Мать Льва без устали повторяла: «Ешьте! Ешьте больше!» А я еще не успел прожевать и пихал в себя все, что только мог. Лев с матерью с улыбкой смотрели на меня. Я тогда впервые испытал любовь к себе совершенно чужих людей. Их теплота и доброта были такими желанными! По правде говоря, я был так ошеломлен, что и глоталось с трудом. С тех пор дом Льва стал единственным местом, где я по-настоящему чувствовал себя комфортно и спокойно. Даже когда жизнь стала преподносить мне один сюрприз за другим, я никогда не забывал той доброты, которую дарила мне его семья.
Как только Лев и я по-настоящему подружились, я почувствовал себя куда увереннее и уже без всякого стеснения общался со своими одноклассниками. Но большинство наук так и оставались для меня недосягаемыми – их преподавали на корейском языке. Математика еще была мне доступна, как и другие естественные науки – в какой-то степени, но почти все остальное было просто тарабарщиной. В классе были и другие, кто, как и я, не владел корейским. И знаете что? Некоторые учителя вопреки правилам объясняли некоторые предметы по-японски. Истинные диссиденты!
Нам втолковывали, что Ким Ир Сен был «вождем, освободившим Корею от колониализма». Он вел войну против американских империалистов и их южнокорейских лакеев – и победил. Это было вбито в наши головы намертво – Ким Ир Сен – отлитый из стали несгибаемый вождь. И учителя гордились Великим Вождем, его ролью Великого Лидера молодого государства.
В тот период Япония была поражена рецессией. Обанкротились многие компании, и безработица резко возросла. Корейцы оказались на самом дне, и если раньше жизнь была просто нелегкой, теперь она стала катастрофически тяжелой для многих семей. Между тем в Северной Корее Ким Ир Сен объявил, что он строит социалистическую утопию. Это называлось «Движением Чхоллима» (Чхоллима – мифический корейский крылатый конь, проходящий за шаг тысячу ли, символ быстрого движения и прогресса; «Движение Чхоллима» – северокорейский аналог стахановского движения в СССР. – Прим. ред.). Как и большинство из нас, наши учителя тоже жили в бедности. Таким образом, они хватались за соломинку. Там, через пролив, лежала та самая страна «Земля Обетованная», «рай на земле», «земля молока и меда». В охватившем их отчаянии они попались на эту удочку, на эту ложь и передавали ее нам.

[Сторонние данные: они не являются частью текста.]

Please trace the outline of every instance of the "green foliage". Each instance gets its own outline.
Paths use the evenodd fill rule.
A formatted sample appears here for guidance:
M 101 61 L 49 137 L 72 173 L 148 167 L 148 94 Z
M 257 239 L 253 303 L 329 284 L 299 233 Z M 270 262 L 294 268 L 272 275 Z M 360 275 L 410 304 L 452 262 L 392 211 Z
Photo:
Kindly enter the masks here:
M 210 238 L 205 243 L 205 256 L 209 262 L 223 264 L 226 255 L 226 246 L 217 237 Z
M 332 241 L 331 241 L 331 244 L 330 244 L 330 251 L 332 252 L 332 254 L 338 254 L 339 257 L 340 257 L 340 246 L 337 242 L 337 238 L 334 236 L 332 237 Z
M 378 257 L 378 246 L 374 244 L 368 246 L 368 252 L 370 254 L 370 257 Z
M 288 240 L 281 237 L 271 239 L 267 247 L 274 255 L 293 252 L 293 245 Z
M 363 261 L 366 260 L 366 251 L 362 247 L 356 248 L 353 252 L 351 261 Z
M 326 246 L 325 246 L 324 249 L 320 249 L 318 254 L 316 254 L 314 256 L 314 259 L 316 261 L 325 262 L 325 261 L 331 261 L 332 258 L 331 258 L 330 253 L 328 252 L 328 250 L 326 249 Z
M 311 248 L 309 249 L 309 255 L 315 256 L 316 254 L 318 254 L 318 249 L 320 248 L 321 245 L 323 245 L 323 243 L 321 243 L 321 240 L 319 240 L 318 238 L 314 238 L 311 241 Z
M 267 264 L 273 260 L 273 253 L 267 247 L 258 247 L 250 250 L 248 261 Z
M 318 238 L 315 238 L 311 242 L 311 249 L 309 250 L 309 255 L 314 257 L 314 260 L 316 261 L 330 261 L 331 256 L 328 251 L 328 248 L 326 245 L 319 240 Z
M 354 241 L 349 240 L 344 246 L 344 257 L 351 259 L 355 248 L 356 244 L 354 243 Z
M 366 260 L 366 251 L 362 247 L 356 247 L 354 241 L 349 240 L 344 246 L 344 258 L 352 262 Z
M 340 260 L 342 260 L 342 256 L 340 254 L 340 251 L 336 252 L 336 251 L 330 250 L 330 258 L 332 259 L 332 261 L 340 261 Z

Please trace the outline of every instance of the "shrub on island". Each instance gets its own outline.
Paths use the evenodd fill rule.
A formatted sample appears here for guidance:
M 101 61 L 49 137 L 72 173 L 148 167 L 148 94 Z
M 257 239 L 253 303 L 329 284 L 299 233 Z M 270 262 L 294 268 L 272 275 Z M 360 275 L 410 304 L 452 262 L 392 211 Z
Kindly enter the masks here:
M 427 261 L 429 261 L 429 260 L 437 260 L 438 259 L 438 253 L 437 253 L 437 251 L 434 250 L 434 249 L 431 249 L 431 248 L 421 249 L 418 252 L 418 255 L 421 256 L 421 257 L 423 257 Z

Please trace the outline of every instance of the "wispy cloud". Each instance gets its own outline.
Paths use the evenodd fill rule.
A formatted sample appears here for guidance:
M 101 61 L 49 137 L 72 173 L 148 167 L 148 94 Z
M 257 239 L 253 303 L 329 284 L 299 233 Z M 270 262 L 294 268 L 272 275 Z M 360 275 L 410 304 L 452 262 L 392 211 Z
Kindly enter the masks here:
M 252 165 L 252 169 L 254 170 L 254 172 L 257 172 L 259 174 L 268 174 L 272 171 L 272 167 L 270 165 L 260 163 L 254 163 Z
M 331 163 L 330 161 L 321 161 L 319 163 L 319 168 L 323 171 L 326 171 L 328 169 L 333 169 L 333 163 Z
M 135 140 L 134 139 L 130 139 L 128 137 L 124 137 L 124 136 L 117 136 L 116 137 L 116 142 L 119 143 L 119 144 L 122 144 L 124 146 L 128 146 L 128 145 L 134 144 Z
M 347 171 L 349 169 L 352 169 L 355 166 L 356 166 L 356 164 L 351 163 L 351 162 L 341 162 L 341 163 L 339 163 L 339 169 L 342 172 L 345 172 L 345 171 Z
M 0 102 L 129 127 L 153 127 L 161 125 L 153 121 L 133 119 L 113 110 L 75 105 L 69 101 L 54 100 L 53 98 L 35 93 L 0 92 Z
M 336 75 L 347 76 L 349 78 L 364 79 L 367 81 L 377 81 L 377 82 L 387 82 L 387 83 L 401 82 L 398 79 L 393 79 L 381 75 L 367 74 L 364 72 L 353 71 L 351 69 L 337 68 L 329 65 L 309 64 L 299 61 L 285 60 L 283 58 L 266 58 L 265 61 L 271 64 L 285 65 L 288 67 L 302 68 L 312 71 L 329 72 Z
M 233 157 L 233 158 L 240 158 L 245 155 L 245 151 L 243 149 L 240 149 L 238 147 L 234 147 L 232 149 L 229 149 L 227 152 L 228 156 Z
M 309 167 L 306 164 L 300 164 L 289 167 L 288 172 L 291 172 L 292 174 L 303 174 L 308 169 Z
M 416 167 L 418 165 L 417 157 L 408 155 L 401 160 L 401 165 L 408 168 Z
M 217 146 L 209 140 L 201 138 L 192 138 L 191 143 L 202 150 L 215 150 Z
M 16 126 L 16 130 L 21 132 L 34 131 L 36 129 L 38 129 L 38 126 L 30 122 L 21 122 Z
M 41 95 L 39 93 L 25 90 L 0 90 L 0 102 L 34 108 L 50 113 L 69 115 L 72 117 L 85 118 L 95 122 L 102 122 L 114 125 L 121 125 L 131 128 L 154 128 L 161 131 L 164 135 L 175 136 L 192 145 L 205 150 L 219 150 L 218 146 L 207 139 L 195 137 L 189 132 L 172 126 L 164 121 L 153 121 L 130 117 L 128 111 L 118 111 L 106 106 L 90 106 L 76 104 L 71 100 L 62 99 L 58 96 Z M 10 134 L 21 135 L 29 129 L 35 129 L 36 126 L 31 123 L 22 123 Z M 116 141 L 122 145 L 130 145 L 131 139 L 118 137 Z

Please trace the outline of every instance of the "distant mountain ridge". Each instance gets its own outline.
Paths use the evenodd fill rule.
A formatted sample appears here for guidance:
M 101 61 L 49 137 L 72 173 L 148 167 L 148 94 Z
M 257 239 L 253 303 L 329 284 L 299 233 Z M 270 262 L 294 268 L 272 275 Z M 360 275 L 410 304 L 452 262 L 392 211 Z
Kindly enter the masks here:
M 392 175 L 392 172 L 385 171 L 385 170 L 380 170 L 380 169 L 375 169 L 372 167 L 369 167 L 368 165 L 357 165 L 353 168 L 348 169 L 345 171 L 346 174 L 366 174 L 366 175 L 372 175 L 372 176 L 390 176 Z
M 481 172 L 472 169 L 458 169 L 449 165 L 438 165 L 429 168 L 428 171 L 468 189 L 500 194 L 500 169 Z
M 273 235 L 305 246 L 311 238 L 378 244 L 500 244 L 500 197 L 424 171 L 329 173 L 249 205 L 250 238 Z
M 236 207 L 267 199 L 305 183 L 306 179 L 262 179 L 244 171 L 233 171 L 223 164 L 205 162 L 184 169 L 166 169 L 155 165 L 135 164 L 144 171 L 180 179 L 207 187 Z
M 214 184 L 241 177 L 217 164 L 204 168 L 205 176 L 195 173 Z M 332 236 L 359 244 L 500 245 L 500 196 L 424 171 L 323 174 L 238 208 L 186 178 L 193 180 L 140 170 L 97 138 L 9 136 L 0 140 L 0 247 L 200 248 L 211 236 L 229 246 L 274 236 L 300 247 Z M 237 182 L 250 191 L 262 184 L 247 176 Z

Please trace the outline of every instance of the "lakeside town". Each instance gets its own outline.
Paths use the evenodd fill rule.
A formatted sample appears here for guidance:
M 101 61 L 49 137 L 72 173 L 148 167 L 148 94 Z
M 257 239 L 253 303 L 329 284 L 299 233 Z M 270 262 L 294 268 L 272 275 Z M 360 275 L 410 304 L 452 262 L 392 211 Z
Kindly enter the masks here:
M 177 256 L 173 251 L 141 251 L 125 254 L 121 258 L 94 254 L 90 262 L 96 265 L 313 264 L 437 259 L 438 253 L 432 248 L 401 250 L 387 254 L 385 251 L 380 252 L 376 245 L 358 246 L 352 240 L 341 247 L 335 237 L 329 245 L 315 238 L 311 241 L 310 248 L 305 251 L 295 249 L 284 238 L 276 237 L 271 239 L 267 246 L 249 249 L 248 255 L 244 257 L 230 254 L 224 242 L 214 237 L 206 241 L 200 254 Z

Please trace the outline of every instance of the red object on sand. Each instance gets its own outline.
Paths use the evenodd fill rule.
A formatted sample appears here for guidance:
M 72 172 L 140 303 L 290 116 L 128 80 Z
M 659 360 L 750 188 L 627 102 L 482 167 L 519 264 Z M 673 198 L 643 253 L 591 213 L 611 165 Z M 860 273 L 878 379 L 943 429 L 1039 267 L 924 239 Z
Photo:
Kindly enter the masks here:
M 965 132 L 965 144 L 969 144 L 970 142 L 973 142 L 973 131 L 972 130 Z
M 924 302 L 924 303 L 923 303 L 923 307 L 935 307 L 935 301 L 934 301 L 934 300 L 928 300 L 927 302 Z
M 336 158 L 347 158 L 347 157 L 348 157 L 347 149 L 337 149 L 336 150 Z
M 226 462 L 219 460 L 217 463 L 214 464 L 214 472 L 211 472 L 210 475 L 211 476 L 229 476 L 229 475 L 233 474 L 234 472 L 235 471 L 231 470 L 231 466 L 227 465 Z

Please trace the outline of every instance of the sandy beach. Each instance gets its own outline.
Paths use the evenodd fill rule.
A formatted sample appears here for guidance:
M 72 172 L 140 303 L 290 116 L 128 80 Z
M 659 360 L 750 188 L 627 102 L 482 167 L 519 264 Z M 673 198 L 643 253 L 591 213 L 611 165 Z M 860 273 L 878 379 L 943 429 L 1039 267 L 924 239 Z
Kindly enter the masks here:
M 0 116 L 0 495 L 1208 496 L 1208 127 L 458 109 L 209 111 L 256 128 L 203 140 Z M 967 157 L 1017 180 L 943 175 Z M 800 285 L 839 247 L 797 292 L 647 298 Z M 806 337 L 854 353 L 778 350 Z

Я слушал то, что они говорили, вполуха – ну ладно, там, за морем, разумеется, «рай на земле». Ну а нам-то что с этого? Лично мне? Как сделать свою жизнь здесь и сейчас? На улицах шумели демонстрации, наша семья едва сводила концы с концами, и мы жили в постоянном напряжении. А тут еще и эта Канэхара, которая все еще жила с нами, так что нам по-прежнему видеться с матерью приходилось только тайком, на выходных… Во всей этой повседневной кутерьме всерьез задумываться о «рае» в Северной Корее как-то не получалось.
Однажды, спустя приблизительно год после того, как моя мать ушла из дому, я пришел домой и увидел у дверей множество снятой обуви (на Дальнем Востоке в доме принято ходить босиком, гости разуваются снаружи. – Прим. ред.). Я был изумлен, увидев, как группа парней отчитывает моего отца. И что самое поразительное – он молчит и не лезет в драку. Этому могло быть лишь одно объяснение: эти ребята точно были важными шишками в возрожденном «Чхонрёне». Незаметно проскользнув в комнату, я подслушал их разговор. Один из них сказал: «Вот что, если ты не наладишь отношения со своей женой, наша дружба закончится». Другой добавил: «Мы доведем это дело до руководства «Чхонрёна». И тогда ты у нас попляшешь». Один за другим они все высказались в подобном духе, призвав его поразмыслить как следует над своей жизнью. Пробыв у нас час или чуть больше, они поднялись и ушли. Мой отец с Канэхарой тоже ушли, но я понятия не имел, куда именно. Он возвратился поздно ночью и один. Я не знаю, куда делась Канэхара, но больше я ее не видел.
Несколько дней спустя несколько человек из «Чхонрёна» вновь стояли на пороге – вместе с моей матерью. Я был так поражен, что молча созерцал всю картину. Один из них заявил матери: «Ваш муж обещал, что исправится. Вы готовы вернуться к нему? Речь идет не только о вас. Подумайте о детях», – добавил он. Я видел, что и мать изумлена и не знает, что сказать, но в конце концов она согласилась вернуться домой. Хотя мои сестры плясали от радости, у меня на душе кошки скребли. Все, о чем я мог думать, было то, что мой отец снова возьмется за старое. Весь вопрос был – когда. Но день прошел. Ничего не произошло. Минула неделя, затем и месяц. Ничего. Он больше не поднимал на нее руку. Чхонрёновцы время от времени заходили к нам удостовериться, что все у нас нормально.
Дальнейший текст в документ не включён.